Leon Aguiar defende que o processo tenha um desfecho o mais breve possível, no sentido de permitir que as partes envolvidas preservem as atividades e cumpram a sua função. “É importante fechar esse processo, respeitando todas as condições legais, porque o Idema precisa continuar a realizar sua missão”, disse.
O diretor do Idema realçou que as licenças ambientais são importantíssimas, sob dois aspectos: “Uma é que as empresas precisam das licenças para tocar seus empreendimento, regularizar para fazer novos negócios; outra é que o Idema precisa emitir as licenças que são um elemento fundamental para o órgão agir para preservar os cuidados ambientais.”
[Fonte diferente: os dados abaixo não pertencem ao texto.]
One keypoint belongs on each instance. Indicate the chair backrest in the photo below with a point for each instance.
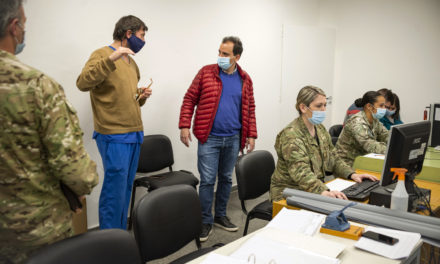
(109, 246)
(335, 130)
(166, 219)
(156, 153)
(254, 171)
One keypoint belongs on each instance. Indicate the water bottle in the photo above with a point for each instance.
(399, 197)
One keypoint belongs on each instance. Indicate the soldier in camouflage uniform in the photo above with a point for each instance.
(364, 133)
(40, 145)
(305, 151)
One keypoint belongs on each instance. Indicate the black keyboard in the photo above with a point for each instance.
(360, 190)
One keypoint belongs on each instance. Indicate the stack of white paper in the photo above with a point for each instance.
(402, 249)
(214, 258)
(264, 251)
(298, 221)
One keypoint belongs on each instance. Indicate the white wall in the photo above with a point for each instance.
(378, 43)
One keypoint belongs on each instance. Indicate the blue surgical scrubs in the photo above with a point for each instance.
(120, 156)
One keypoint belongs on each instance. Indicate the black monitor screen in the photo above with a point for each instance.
(406, 149)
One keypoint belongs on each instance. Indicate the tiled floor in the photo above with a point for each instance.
(219, 235)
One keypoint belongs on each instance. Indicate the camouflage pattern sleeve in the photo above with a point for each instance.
(365, 138)
(299, 166)
(61, 136)
(96, 70)
(340, 168)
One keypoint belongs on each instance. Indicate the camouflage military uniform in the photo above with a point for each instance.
(359, 137)
(302, 162)
(40, 145)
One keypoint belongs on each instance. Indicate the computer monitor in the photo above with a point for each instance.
(407, 146)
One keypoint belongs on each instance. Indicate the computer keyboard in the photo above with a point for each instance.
(361, 190)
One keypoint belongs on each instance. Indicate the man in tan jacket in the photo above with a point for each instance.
(112, 77)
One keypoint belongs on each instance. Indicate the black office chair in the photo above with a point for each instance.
(166, 220)
(109, 246)
(157, 154)
(254, 171)
(335, 130)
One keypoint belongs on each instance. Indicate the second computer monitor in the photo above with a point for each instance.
(406, 149)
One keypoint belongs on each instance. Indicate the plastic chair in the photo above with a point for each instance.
(109, 246)
(157, 154)
(254, 171)
(166, 220)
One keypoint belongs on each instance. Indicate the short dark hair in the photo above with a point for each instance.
(238, 46)
(128, 23)
(388, 94)
(9, 9)
(368, 98)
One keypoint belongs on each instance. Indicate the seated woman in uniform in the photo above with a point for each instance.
(305, 151)
(364, 133)
(392, 116)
Outro ponto levantado por Leon Aguiar é que o MPF moveu ação coletiva, quando, segundo ele, cada salina tem um caso diferente. “As circunstâncias caso a caso, e que têm que ser analisadas, e não promover uma condicionante da licença que ela seja genérica para todos.”
“Não vou dizer que a ação do MPF tem excesso porque eu não tenho o domínio de todo o processo, mas acho que o ideal é que cada salina tenha o caso analisado individualmente, para poder o Idema adotar as devidas providências. O caso a caso vai levantar, de fato, o que é que aconteceu de problema naquela salina, para se buscar melhor entendimento”, defendeu.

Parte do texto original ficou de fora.